Dass ein potentielles Kinopublikum nicht unbedingt auf interessante Charaktere, spannende Geschichten und auf eine einfallsreiche Inszenierung verzichten möchte wurde in den letzten Jahren durch den enormen Erfolg eines alten Konkurrenten des Kinos deutlich: dem Fernsehen. Aufwendig produzierte TV-Serien, die auch zunehmend als wichtiger Wirtschaftfaktor auf dem DVD-Markt in Erscheinung treten, boomen seit den späten 90er Jahren. Die Sopranos (The Sopranos, seit 1999), Sex and the City (1998-2004), 24 (seit 2001) oder Desperate Housewives (seit 2004) sind nur einige Serien-Beispiele, die sich auf klassische inszenatorische und narrative Modelle berufen und in ihrem Format doch ganz eigene erzählerische Formen finden. Handwerkliches Know-how auf der Ebene von Stoffentwicklung und Realisation, das vielen Hollywood-Filmen und auch unabhängigen Produktionen abhanden gekommen zu sein scheint, lässt sich in der inflationär wachsenden Anzahl von Qualitäts-Serien des US-Fernsehens wiederfinden.

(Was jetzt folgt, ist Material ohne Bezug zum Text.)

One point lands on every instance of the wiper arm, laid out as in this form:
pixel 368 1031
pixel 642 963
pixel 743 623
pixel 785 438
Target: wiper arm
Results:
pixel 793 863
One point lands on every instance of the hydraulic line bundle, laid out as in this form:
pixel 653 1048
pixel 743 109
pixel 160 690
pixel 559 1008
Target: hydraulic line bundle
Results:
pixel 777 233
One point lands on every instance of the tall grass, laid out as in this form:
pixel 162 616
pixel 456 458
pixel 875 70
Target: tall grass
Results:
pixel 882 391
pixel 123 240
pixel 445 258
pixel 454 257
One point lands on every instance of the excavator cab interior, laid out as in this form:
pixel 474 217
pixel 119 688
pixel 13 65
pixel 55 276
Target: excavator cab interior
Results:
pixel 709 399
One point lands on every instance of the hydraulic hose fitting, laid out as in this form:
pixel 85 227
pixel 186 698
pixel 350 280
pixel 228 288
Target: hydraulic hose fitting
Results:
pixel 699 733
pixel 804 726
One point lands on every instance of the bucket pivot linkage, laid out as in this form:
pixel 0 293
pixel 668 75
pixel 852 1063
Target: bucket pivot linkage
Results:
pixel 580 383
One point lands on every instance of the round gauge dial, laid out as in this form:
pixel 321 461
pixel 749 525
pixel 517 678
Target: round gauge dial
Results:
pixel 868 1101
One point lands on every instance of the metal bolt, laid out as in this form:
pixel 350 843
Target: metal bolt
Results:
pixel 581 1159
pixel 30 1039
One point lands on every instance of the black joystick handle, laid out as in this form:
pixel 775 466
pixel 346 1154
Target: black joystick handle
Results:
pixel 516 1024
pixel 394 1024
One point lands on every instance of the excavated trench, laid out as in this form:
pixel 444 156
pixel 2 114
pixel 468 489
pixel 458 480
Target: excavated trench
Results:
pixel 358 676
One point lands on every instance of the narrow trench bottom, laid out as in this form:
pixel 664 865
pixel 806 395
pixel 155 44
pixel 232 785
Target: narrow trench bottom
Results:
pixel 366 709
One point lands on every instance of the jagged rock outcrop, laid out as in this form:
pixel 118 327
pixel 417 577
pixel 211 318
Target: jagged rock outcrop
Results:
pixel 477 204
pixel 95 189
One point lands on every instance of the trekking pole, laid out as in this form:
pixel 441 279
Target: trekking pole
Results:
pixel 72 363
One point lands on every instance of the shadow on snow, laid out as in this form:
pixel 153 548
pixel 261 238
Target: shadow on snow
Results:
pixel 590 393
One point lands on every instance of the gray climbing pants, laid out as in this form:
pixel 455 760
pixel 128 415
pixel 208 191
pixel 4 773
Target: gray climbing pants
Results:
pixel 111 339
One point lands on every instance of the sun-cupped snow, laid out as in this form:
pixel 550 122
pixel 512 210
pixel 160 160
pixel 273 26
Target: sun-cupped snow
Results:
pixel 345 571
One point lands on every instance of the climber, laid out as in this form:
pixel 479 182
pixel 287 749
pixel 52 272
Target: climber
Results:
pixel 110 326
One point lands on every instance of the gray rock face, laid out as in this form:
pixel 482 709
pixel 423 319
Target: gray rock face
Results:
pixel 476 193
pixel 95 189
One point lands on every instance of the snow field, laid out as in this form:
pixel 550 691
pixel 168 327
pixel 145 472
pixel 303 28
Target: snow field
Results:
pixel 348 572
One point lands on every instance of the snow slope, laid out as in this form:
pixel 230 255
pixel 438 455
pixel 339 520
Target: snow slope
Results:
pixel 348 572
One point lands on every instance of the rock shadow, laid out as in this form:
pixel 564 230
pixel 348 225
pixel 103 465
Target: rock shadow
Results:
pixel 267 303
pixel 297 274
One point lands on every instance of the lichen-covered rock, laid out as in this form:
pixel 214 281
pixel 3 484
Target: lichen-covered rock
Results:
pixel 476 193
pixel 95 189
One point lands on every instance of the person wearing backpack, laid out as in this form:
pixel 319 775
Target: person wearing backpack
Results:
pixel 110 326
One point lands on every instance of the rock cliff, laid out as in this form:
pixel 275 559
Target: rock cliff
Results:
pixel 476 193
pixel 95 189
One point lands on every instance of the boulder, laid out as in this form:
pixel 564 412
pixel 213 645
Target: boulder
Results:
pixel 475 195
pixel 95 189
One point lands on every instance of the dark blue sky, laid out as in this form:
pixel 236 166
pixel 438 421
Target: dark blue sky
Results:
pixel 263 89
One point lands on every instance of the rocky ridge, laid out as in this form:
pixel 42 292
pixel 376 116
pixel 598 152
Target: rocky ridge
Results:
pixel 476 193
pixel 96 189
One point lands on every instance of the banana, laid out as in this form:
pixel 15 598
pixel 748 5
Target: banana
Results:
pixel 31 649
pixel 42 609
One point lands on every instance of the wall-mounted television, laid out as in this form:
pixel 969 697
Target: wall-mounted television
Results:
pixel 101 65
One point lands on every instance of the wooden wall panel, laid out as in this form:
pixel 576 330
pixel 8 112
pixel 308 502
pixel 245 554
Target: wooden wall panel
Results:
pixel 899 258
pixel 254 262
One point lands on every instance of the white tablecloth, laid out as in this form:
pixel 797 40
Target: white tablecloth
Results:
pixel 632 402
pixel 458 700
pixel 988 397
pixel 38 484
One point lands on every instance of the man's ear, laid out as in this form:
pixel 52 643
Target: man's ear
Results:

Wie könnten sich diese Entwicklungen also auf das Kino in der zweiten Hälfte dieses Jahrzehnts auswirken? Langfristig scheint die US-Filmindustrie den großen Kinoketten hierzulande den Strick mit immer teurer werdenden Filmen zu zuziehen, die mit abnehmenden Besucherzahlen einhergehen und sich nur noch auf Verwertungswegen wie dem DVD-Verkauf und der TV-Ausstrahlung rentieren. Entstünde daraus ein globales Phänomen, würde dann auch die US-Filmindustrie vor einem Kollaps stehen, wie es mit dem Hollywoodkino der 60er Jahre der Fall war? Damals ging der künstlerische Zusammenbruch mit dem wirtschaftlichen einher. Dies sieht heute anders aus. Aufgrund der Bündelung verschiedener Auswertungsstufen in großen Medienkonzernen wie TimeWarner, NBC Universal und Viacom (Paramount) dürfte auch in Zukunft Hollywood-Ware ihre Abnehmer finden. Doch könnte sich dadurch das Aussehen dieser Produkte noch gravierender verändern. So würde sich die Frage stellen, ob ein glamouröses Starsystem, wie es zurzeit noch Hollywood definiert, auch bei einer zunehmenden Home-Entertainment-Auswertung tragbar wäre. Die Tendenz zur medialen Auswertung daheim bekam 2005 jedenfalls eine neue Qualität, als Intel massiv in die Firma Revelations Entertainment des Schauspielers Morgan Freeman investierte und in Kooperation das Internetunternehmen „ClickStar“ gründete. Die Plattform soll demnächst das legale Runterladen von Filmen, noch während sie im Kino laufen, ermöglichen. Auch wenn das Schicksal des Kinos noch nicht besiegelt ist, hat dessen Zukunft schon längst begonnen.